Bob Soifer and his brother Bruce Soifer have been involved in the business for nearly 50 years. Their father, Oscar, purchased the 125 W. Water St. building in 1971.

It is a bittersweet occasion for Bob Soifer, who said the business experienced steady growth over the last year.

“I think a lot of people feel it’s because of the competition of big box stores, but it’s not that; we filled a great niche of offering value on price points that people could afford. And it wasn’t a big box store; it was just age,” he said. “Bruce is 72, and I’ll be 70 in a little over a month. He recently had back surgery. And for me, after working here four weeks straight, I realized I can’t do it anymore.”

The four-story building dates back to the Civil War. It initially served the community as a carriage factory, an underwear manufacturer and a Montgomery Ward.

“They made horse and buggy carriages on the first and second floors. Then, on the top two floors they made underwear. We have even seen sewing needles down and deep in the cracks of the floor,” Bob Soifer said.

He said they are looking for a new buyer for the building and that it’s in good shape despite its age.

“We just put a new roof on in September. We tried to take care of the building for the next owner. So, we were going to wind up just being another layer of history in this building … if these walls could talk,” he said.

With the store’s closing approaching, Soifer looks back fondly on the people the furniture store has served Piqua over the last 53 years.

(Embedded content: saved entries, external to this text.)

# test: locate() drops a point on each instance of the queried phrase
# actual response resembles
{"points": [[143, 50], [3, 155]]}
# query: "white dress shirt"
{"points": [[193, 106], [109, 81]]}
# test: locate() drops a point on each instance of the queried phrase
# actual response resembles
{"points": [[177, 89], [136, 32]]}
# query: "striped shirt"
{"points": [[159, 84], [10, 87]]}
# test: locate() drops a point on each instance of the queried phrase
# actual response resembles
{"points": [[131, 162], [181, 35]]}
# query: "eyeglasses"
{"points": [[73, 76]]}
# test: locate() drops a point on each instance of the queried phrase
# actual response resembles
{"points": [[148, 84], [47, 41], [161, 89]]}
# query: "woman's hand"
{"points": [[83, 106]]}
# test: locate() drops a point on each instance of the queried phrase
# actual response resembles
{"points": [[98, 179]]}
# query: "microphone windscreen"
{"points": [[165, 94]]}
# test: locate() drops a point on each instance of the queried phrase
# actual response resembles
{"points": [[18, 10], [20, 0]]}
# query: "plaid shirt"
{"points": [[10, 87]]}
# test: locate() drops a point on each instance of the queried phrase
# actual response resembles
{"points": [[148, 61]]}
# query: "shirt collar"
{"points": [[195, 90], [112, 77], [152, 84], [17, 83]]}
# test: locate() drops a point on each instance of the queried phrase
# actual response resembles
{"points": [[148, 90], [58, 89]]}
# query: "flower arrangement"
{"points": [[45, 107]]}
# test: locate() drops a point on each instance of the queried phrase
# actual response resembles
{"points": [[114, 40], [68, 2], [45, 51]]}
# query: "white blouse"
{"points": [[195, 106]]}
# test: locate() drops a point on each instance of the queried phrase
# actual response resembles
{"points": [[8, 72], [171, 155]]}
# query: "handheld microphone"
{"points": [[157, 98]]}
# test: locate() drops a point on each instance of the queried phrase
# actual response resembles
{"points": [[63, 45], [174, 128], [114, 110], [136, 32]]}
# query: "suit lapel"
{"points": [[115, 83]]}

“We drew people from a wide radius around from south of Dayton to north of Lima, to west of Greenville, and even in Indiana and east of Springfield,” he said.

Soifer wants to extend a thank you to the employees and customers who have been a part of the furniture over the years.

“We took pride in that giving, whether it was mattresses or sofas, or hard goods for the dining room or bedroom,” Soifer said. “It was more than just making a sale, or it was more than just, you know, dollars and cents. It was trying to do something you feel good about and offer value while you’re doing it.”